After Brazil, I was assigned to Peru. One of the things that called me for Peru is poverty—a poverty that builds neighborhoods, a poverty that enhances reciprocity, community and solidarity. However, the same poverty breeds violence, domination and racial discrimination. It preys on the helpless victims who are mostly indigenous Peruvians considered second-class citizens. I arrived in Peru during a key moment of its history, the downfall of Alberto Fujimori’s corrupt and narcostate government, the establishment of the Truth and Reconciliation Commission and finally, the guilty verdict for Fujimori.
My insertion in Peru was like starting over again but this time it was different. I had my experience in Brazil to build on. Learning Spanish in the Maryknoll Language Institute in Bolivia was more manageable after my experience learning Portuguese.
My interest in music and playing the Andean native instrument also helped in learning Spanish. After a ten-week refresher course, I found myself working in the parish of Our Lady of Peace in Motupe, San Juan de Lurigancho located in the east side of Lima. I really appreciate the practice of the parish where all foreign missionaries (religious and lay) regularly meet to plan and divide the work in the parish. Like other religious, I was asked to work and accompany the parish youth program. This program tries to reach out to young people and offer other ways of involving them besides the regular parish sacramental programs by means of organizing artistic groups such as drama and dance. Again, my interest in drama and music had been instrumental in relating with different youth groups inside and outside the parish structure.

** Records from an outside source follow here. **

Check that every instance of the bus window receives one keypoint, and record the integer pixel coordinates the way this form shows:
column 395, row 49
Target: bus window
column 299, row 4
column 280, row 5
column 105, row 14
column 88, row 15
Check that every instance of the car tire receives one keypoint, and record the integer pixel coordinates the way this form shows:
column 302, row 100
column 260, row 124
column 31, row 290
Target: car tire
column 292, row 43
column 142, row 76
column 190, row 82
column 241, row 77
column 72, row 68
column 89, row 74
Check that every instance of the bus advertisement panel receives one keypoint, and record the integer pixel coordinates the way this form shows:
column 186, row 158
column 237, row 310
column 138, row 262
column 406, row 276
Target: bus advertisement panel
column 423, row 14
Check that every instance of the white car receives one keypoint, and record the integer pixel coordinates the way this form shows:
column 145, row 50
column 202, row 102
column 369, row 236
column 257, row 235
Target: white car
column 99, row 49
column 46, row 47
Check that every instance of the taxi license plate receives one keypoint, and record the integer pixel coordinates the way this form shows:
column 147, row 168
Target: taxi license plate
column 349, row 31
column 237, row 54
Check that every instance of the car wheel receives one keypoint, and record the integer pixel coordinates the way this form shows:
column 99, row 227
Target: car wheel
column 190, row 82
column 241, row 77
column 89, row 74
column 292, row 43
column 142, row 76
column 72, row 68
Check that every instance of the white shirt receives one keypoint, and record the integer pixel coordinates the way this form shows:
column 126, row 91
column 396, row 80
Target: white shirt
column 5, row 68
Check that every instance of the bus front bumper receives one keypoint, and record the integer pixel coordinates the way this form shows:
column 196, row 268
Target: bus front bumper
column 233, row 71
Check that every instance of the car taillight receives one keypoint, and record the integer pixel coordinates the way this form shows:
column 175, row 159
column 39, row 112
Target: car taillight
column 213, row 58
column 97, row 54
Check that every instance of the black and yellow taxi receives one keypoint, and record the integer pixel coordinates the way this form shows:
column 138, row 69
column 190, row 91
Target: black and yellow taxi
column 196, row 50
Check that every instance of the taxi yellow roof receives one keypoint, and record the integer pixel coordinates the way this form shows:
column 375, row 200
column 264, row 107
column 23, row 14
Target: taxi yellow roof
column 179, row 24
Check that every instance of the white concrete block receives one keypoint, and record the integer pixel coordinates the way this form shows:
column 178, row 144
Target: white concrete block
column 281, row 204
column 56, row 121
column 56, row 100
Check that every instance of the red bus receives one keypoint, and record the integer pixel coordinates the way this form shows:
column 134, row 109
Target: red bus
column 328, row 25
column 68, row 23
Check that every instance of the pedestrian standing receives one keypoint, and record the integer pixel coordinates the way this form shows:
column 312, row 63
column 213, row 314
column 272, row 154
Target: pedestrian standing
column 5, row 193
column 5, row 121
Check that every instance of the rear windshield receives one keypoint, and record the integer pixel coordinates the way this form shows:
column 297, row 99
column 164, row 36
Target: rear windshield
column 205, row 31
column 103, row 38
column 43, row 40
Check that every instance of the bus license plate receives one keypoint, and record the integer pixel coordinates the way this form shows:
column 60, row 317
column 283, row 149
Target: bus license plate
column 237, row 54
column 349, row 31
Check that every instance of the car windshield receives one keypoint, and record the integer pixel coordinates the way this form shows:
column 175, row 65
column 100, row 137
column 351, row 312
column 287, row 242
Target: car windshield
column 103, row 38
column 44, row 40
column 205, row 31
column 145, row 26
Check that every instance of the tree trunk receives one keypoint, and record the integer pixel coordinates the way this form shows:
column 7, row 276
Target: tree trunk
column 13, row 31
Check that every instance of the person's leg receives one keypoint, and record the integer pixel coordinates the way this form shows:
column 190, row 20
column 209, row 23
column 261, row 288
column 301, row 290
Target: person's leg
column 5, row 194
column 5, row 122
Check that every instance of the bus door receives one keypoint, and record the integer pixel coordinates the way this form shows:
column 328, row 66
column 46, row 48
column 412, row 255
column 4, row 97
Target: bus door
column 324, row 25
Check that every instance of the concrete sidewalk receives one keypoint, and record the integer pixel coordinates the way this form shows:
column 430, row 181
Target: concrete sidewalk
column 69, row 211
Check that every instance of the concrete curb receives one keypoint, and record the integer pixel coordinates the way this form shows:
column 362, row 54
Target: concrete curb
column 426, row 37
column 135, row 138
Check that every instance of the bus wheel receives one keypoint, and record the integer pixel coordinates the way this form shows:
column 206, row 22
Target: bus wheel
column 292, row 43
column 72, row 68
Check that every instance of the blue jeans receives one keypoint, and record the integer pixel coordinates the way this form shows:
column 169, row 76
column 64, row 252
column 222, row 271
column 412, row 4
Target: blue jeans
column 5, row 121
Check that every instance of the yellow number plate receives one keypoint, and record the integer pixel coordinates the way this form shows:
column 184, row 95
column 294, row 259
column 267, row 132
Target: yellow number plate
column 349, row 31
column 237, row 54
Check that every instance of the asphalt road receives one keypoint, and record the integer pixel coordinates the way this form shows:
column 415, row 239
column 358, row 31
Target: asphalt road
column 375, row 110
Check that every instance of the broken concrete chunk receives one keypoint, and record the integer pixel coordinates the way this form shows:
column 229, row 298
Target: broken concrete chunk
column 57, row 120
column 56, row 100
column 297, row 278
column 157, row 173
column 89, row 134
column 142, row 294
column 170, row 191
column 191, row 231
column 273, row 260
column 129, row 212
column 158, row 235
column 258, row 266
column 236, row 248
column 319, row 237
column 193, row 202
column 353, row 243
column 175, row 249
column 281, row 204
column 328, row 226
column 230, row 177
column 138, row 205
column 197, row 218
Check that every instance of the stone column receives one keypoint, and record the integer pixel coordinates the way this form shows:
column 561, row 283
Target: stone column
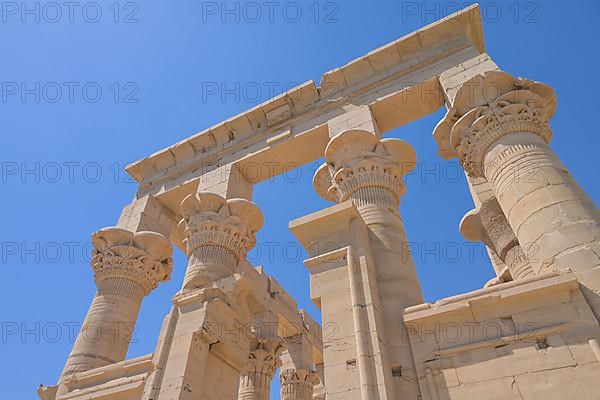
column 297, row 384
column 127, row 266
column 498, row 128
column 369, row 171
column 219, row 233
column 255, row 381
column 209, row 349
column 489, row 225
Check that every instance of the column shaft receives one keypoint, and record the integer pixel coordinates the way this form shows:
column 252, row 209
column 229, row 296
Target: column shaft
column 551, row 215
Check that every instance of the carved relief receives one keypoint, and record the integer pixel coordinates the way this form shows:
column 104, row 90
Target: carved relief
column 219, row 233
column 121, row 256
column 364, row 169
column 489, row 107
column 297, row 384
column 255, row 382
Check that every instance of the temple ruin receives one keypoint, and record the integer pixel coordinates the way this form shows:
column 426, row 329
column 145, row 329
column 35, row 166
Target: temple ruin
column 232, row 326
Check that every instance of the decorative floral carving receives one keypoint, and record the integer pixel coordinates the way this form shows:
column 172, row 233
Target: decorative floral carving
column 262, row 363
column 297, row 384
column 141, row 257
column 210, row 220
column 365, row 169
column 489, row 107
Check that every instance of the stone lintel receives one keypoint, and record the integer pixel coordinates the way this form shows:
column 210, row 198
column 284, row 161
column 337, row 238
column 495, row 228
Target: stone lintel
column 122, row 379
column 415, row 58
column 541, row 286
column 327, row 228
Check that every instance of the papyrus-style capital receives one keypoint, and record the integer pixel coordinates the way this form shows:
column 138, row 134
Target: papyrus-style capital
column 297, row 384
column 488, row 107
column 360, row 167
column 219, row 233
column 141, row 257
column 255, row 382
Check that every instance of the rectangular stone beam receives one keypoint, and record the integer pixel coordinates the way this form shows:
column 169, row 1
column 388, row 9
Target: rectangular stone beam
column 388, row 80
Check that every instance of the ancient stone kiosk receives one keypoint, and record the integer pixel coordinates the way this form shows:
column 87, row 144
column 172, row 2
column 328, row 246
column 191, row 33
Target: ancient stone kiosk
column 232, row 327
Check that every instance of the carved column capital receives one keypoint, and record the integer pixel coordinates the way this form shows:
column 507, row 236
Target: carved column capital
column 489, row 107
column 360, row 167
column 142, row 257
column 297, row 384
column 490, row 226
column 263, row 361
column 219, row 233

Lay missionaries assigned in Peru had always dreamed of starting a sending program for Peruvian lay missionaries. We were always asked why are we not sending Peruvian lay missionaries and seemed to be content with receiving foreign lay missionaries. It became more urgent after the Columbans celebrated their golden jubilee missionary presence in Peru. In a sense, this question resonated with me. I have had a feeling that a sense of fulfillment happens when a Region is able to send and receive lay missionaries. When the proposal was accepted, I was asked to coordinate the orientation program in 2007.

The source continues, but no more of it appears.